後ろ髪をひかれつつ、狼さんはその場を離れると急に3人?組に声をかけられました。
「もしかして、あなたがこの村を追い出された狼さんですか?」
「え、あ。そうだけど、でも、俺は何も」
「聞きましたよ。冤罪なんですって?」
「そ、そうなんです!!」
「大変でしたねえ。そうだ、狼さんは職をお探しとか。
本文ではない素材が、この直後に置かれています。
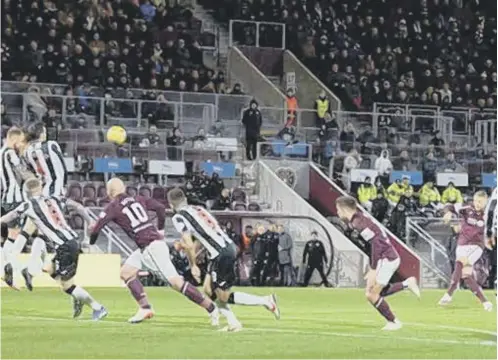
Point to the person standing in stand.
(252, 120)
(285, 244)
(315, 258)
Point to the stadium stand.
(429, 52)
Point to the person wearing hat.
(367, 192)
(314, 258)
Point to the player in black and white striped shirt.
(46, 213)
(11, 184)
(196, 223)
(46, 160)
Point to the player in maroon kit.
(384, 260)
(469, 247)
(130, 213)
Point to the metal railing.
(227, 106)
(248, 33)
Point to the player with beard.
(470, 245)
(384, 260)
(197, 223)
(130, 213)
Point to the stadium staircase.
(432, 275)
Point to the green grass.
(316, 323)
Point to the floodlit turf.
(316, 323)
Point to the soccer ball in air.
(116, 134)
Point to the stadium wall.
(323, 193)
(281, 198)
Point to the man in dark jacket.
(258, 250)
(314, 257)
(285, 244)
(252, 121)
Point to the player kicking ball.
(384, 261)
(130, 213)
(469, 249)
(197, 225)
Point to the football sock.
(227, 313)
(35, 262)
(475, 288)
(240, 298)
(455, 278)
(194, 295)
(393, 288)
(383, 308)
(82, 295)
(138, 292)
(16, 248)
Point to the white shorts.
(56, 188)
(385, 270)
(471, 252)
(154, 258)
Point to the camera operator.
(315, 258)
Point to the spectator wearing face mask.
(384, 166)
(367, 192)
(223, 202)
(429, 195)
(451, 195)
(216, 185)
(322, 107)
」
「もし良かったらわたくし共の仕事を手伝ってはいただけませんかな?」
「あなたが我々のイメージにぴったりなんですよ。」
そして、とんとん拍子に狼さんの就職が決まりました。準備にもう少し時間がかかるとのことで、狼さんはその時まで待っていてほしいと言われました。それまではあの村から離れた広場でお年寄りたちを交流をしていて構わないと許可してもらいました。
狼さんは就職が決まった喜びと、お年寄りたちとまだ楽しく歌を歌っていられる喜びに尻尾をぶるんぶるんと揺らしながら、広場へ戻っていきます。
この場にゆめちゃんがいたのなら、狼さんにきっとこう言ったでしょう。
「甘い話には裏があるのよ!気をつけなきゃ!」
と。
流石残念狼さん。名前が出てこなかったよ!ブレーメンの音楽隊シニア部門の面々には名前があるのにね。
お読みいただきありがとうございました。